The Lighthouse—emphatically the best movie of the year featuring cabin fever, a delirious Willem Dafoe, and human-mermaid coitus—is writer-director Robert Eggers’s first film since 2016’s The Witch. Co-written with Eggers’s brother Max, The Lighthouse is a flawed-but-memorable follow-up to a horror genre masterpiece.
Winslow (Robert Pattinson), a former lumberjack seeking a change in career, accepts a position as a wickie, or lighthouse keeper. Winslow embarks on a four-week shift with fellow keeper Wake (Willem Dafoe) at a small lighthouse on a remote Northeastern island. Wake, a grizzled drunkard and the long-time lightkeeper at the lighthouse, informs Winslow that his previous wickie went mad before dying. Wake’s rambling and superstitious philosophizing—including a warning that seagulls are reincarnated sailors and thus killing them is bad luck—grates on Winslow.
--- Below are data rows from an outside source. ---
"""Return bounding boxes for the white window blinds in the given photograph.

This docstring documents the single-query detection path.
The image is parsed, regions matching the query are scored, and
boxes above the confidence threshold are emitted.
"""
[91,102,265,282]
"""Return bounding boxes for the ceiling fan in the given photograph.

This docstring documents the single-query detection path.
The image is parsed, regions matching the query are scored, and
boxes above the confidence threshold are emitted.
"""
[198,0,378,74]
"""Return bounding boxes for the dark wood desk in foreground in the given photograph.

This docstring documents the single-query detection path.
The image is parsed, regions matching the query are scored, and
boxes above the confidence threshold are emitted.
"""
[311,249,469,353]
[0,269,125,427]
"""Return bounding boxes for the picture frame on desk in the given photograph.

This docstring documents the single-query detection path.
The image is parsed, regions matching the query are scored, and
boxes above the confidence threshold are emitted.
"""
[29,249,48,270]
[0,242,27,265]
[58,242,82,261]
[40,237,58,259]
The two wickies, adversarial from the start, trade barbs and gawk at one another whenever they share a space. Wake further instigates the mutual disdain by increasing Winslow’s workload. Winslow is forced to lug lamp oil up the lighthouse’s interminable staircase and chauffeur and shovel wheelbarrow loads of coal around the island. With both wickies operating on a knife’s edge, Winslow does the unthinkable, killing a leering, vociferous seagull against Wake’s wishes.
Featuring only Pattinson and Dafoe trapped on a claustrophobic isle for the vast majority of its 110-minute runtime, The Lighthouse simulates the feeling of a bottle episode of television. You may begin to go mad right alongside its two eccentric, kooky, babbling main characters. This is a testament to Pattinson’s grumpy, suspicious newcomer, and, to a slightly greater degree, Dafoe’s shabby wickie and accompanying pirate voice.
Although Pattinson’s Northeastern accent rises and falls like the tide, Dafoe’s mad sailor is unwavering. Wake repeatedly chastises Winslow with a rapturous, lyrical dialog, equal parts ridiculous and wonderful. Dafoe’s character work on Wake plays into the Eggers’ writing; Dafoe is thunderous-yet-restrained, an ideal match for the script’s nautical Shakespeare.
As with Ari Aster’s Midsommar, The Lighthouse unabashedly mixes horror with comedy. (The comparisons between Eggers and Aster don’t stop there, either. Both directors are known for work in the horror genre, released their sophomoric film in 2019, and have paired with studio A24 twice.) While Midsommar utilized farcical, absurdist humor, The Lighthouse relies on discomfort, idiosyncrasy, and body humor. These tactics offer varying results depending on the audience, but I can safely say The Lighthouse contained more farts than expected or needed.
The Lighthouse’s greatest strength is perhaps its most glaring flaw. Because its two leads are descending into madness, gaslighting one another, discovering supernatural creatures, or all of the above, the puzzle pieces don’t snap into place as they should. This raises the possibility of one or more unreliable narrators, but regardless of whose side you take, the plot never quite fits together as a single, cohesive idea. The big-picture story may then reflect the nature of insanity or a Rashomon-style battle of perspective, but this is never clearly articulated.
Although the production design and cinematography are stunning, transforming an airport hangar into a drizzly, muddy, black-and-white lighthouse, the island’s layout is murky. The geography of the lighthouse and its lodging was cause for confusion in the movie’s climactic scenes, taking away from the action on screen.
Fans of The Witch will recognize the one-eyed seagull as The Lighthouse’s own ominous animal, a worthy equal of the infamous Black Phillip. Eggers is drawn to the folklore and mythology, adding mystique and essential world-building to an otherwise small, isolated rock in the bitter Atlantic. Eggers’s cinematic two-hander is an admirable successor to a 2016 classic.